Food allergies within the United States and Europe have become exceedingly prevalent in children, adolescents, and adults. In the United States alone, over 12 million people have been diagnosed with at least one food allergy. If the allergen is accidentally consumed, the food allergy sufferer may suffer a life-threatening condition known as anaphylaxis. More than 200 U.S. food allergic consumers die annually as a result of anaphylaxis due to ingestion of food allergens. To safely manage food allergies, food allergy sufferers and stakeholders (such as caregivers) require clear and complete ingredient information to avoid certain allergens in packaged food products. Despite U.S. legislative mandates designed to assist the food allergic consumers and stakeholders to make safe food selection choices, food allergy labeling on consumer packaged food products remains unclear. To properly manage food allergy, it is imperative that food allergy stakeholders have access to clear and unambiguous food allergen ingredients located on the food product labels.
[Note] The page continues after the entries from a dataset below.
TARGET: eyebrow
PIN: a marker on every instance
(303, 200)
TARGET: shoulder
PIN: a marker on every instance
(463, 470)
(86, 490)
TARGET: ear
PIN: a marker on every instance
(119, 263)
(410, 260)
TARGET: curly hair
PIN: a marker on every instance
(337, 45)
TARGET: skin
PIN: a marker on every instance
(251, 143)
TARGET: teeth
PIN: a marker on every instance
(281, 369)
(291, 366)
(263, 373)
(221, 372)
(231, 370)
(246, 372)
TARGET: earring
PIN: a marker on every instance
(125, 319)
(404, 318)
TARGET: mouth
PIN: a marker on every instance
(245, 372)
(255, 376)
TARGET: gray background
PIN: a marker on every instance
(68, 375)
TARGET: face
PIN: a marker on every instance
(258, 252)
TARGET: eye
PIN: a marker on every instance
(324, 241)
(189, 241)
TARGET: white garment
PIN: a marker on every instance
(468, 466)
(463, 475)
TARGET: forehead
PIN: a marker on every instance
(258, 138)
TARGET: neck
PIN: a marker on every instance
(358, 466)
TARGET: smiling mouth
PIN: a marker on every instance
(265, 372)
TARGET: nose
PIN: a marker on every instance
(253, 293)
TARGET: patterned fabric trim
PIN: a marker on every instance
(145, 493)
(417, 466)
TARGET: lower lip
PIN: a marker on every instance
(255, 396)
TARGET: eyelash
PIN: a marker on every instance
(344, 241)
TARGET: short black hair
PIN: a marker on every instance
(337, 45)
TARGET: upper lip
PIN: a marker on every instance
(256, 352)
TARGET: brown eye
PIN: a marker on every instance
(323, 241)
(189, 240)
The purpose of this research was to capture the impact of current United States food allergen labeling guidelines on U.S. food allergy stakeholders. With the elaboration likelihood framework, this research aimed to better understand how the congruence of allergen ingredient information on the Product Label Claim on the front of the package and Nutrition Facts Panel information on the back of the package affected food allergic consumers and stakeholders in evaluation of product packaging allergen information. A total of 223 food allergy stakeholders were administered four surveys depicting food allergen labeling variations found on U.S. food product labels. Seventeen hypotheses were formulated and analyzed with ANCOVA and t tests to measure the impact of congruence and elaboration of the food allergen messages on the food product labels, with a specific focus on purchase intention. Findings indicated that food allergy stakeholders had difficulties using and understanding existing food allergen labels under current U.S. food allergen labeling guidelines. The results also showed confusion among U.S. food allergic stakeholders with safe food selection choices when the label claims did not align with the actual allergen ingredient information. Research, public policy, and managerial implications were thoroughly discussed.